How are you feeling? she’d ask, and he’d roll over or mumble or already be asleep. Wake up, she’d say. Henry, wake up. But children, she knew, were unconcerned with people who closed their eyes after them.
Those earlier years, waking up was the hardest part — her first thoughts always about him, worry each time she picked him up, held him, that he’d look at her as he would a stranger. And eventually that’s what she convinced herself she was: a stranger raising a strange child. She tells herself now that the resentment later happened independently, but in her darkest moments, maybe her realest, it had been a self-fulfilling prophecy.

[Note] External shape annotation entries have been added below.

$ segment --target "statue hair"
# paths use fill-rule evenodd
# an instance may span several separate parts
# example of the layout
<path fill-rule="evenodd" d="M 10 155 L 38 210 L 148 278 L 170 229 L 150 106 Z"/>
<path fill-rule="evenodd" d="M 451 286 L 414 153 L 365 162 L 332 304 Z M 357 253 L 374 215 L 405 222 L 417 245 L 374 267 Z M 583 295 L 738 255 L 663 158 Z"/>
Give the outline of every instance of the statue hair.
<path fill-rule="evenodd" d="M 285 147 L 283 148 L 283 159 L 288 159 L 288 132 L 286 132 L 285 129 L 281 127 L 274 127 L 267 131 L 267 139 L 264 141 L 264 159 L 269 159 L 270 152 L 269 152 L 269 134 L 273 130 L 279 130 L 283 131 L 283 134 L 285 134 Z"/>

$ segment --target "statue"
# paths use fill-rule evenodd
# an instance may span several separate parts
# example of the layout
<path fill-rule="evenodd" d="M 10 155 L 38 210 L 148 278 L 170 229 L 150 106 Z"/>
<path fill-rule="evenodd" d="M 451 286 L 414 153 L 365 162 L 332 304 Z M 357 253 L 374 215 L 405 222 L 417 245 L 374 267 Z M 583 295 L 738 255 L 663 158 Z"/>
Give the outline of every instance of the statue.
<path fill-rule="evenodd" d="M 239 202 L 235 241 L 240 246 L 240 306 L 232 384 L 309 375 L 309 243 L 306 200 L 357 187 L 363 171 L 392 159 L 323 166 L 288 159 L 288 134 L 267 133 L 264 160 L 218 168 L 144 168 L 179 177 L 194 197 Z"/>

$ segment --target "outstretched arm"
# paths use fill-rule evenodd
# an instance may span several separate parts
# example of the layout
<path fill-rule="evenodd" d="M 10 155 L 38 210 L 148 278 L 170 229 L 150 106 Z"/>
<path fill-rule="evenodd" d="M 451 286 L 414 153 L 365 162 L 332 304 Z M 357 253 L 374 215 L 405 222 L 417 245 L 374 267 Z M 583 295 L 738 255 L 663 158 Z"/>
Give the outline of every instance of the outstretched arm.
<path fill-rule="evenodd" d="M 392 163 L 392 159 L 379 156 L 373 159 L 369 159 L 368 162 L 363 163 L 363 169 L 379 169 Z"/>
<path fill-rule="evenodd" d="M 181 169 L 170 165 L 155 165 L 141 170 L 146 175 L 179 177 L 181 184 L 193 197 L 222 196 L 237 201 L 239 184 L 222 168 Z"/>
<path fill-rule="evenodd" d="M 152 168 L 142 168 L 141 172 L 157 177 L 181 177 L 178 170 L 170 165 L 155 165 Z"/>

The butterfly shoppe, she realizes, had always held her heart.
She ignores her mounting pulse. The uninjured have all fled now, to safety or to somewhere else. She doesn’t know. The outside pollutants have contaminated the space around her, tainting the lemongrass dew, a scent she worries she’ll never experience in the same way again. Blood hides in places, she thinks, but less than could be expected, if you can expect something like that. She doesn’t know.
Then the red and blue lights, they bounce around the shattered dome, scattering over the scene: the red concealing, the blue exposing. She closes her eyes, listens instead to the repetitive screeching, somehow more tolerable.
One night when Henry’s cries woke her, she carried him into the kitchen to show him the progress of their in-house butterfly, then in a state of chrysalis in a small makeshift garden. It had started to hatch, she noticed, but became stuck within the hard shell — an unfortunate but natural part of the process if ideal conditions weren’t met. Its wings could still move in place, but that’s as far as it would get.
Is it coming out? Henry said. He touch-tapped his finger to the hard plastic as if to wake it.
She could have explained why it wasn’t using the jargon she reserved for visitors to the shoppe — its possible parasitization by the OE spore or the up-and-down temperature of the house — but instead: It will, she said. Eventually.
After putting Henry back down, she carefully removed the shell from the container and worked at it with a pair of tweezers, understanding that trying to aid it at this point could only do more harm — illogical actions just to show her son something nice in the morning. Maybe if she could do this, she thought, she wouldn’t wake up with flightless thoughts.
When the wings fell apart in her hands that night, she threw it all in the garbage, and Henry, he didn’t ask any questions the next day.
She opens her eyes now to a man in a white disposable suit. He stands across the room from her, calmly waving a gloved hand toward the exit. Someone pushes her, she thinks, or guides her, or else her body naturally floats toward him, her hands grazing fallen milkweed and bee balm and honeysuckle. The boy on the bench has been removed, she sees: a blip of the night.
When she gets to the other side of the shoppe, the man’s hand touches her shoulder reassuringly — she would have to go now, this meant. But before she can put up a fight, or demand to stay in place, she looks through the clear plastic face in front of her to see a Monarch — flittingly, impossibly — tickling the man’s face inside.